Now again, I don't have any inside knowledge of how Fusion's evaluation works, but I can offer a hypothesis:
Transform1_1 (the inverted copy) generates a request. The request includes a tag that indicates "I'm a Transform; please concatenate with me!" Each upstream tool that is also a Transform, including the Merge, passes this tag along with its own request. As the evaluation comes back down the chain, the tool with a concatenate tag passes its inputs to its output, along with its transformation matrix. When we get to the Merge, instead of performing its function, it sees that it has a concat tag in the request, and it passes along two transform matrices and two images, with additional information about the Merge operation that is to be called at the end of the chain.
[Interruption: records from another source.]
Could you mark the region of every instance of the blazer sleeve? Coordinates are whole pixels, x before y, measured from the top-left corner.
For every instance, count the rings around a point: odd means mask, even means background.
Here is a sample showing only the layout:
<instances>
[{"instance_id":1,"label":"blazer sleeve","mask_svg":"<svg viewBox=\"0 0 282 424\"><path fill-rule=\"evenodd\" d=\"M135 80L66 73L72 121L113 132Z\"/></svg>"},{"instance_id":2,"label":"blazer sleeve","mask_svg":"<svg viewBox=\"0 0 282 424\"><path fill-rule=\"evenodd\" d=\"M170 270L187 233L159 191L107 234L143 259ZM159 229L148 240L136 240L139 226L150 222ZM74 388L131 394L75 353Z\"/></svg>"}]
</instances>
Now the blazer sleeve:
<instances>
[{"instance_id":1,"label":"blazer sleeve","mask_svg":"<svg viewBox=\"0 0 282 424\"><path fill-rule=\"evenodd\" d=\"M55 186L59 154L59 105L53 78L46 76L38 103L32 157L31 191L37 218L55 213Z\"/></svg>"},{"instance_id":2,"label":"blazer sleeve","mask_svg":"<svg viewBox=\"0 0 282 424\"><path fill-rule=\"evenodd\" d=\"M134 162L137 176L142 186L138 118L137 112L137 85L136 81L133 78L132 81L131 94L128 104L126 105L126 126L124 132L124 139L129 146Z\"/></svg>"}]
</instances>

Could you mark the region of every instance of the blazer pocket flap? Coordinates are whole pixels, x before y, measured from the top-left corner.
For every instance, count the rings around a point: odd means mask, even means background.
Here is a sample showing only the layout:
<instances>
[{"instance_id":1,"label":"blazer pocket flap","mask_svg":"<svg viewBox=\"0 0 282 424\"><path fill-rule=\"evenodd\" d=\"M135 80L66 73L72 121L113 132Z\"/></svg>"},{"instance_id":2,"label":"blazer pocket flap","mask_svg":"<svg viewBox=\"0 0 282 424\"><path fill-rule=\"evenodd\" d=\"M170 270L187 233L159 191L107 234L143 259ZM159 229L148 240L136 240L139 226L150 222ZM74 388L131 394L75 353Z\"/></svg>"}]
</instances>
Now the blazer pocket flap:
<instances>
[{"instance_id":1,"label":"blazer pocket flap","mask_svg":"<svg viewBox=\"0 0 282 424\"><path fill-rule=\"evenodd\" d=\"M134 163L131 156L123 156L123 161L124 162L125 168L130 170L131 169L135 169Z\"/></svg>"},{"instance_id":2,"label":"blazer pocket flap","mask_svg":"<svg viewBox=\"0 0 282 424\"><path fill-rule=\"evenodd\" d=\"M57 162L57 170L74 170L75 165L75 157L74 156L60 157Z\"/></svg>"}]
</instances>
Transform1_1 receives this information and, after evaluating the matrix for the BG image, spawns a new Transform operator that evaluates the FG matrix, and finally spawns a new Merge operator that calculates the image and returns the resultant image.
So that's one possible method by which the concatenation could happen within the limits of the Fusion DAG, as I understand it. But, as I said, this is all purely theoretical, though an interesting and fun thought experiment.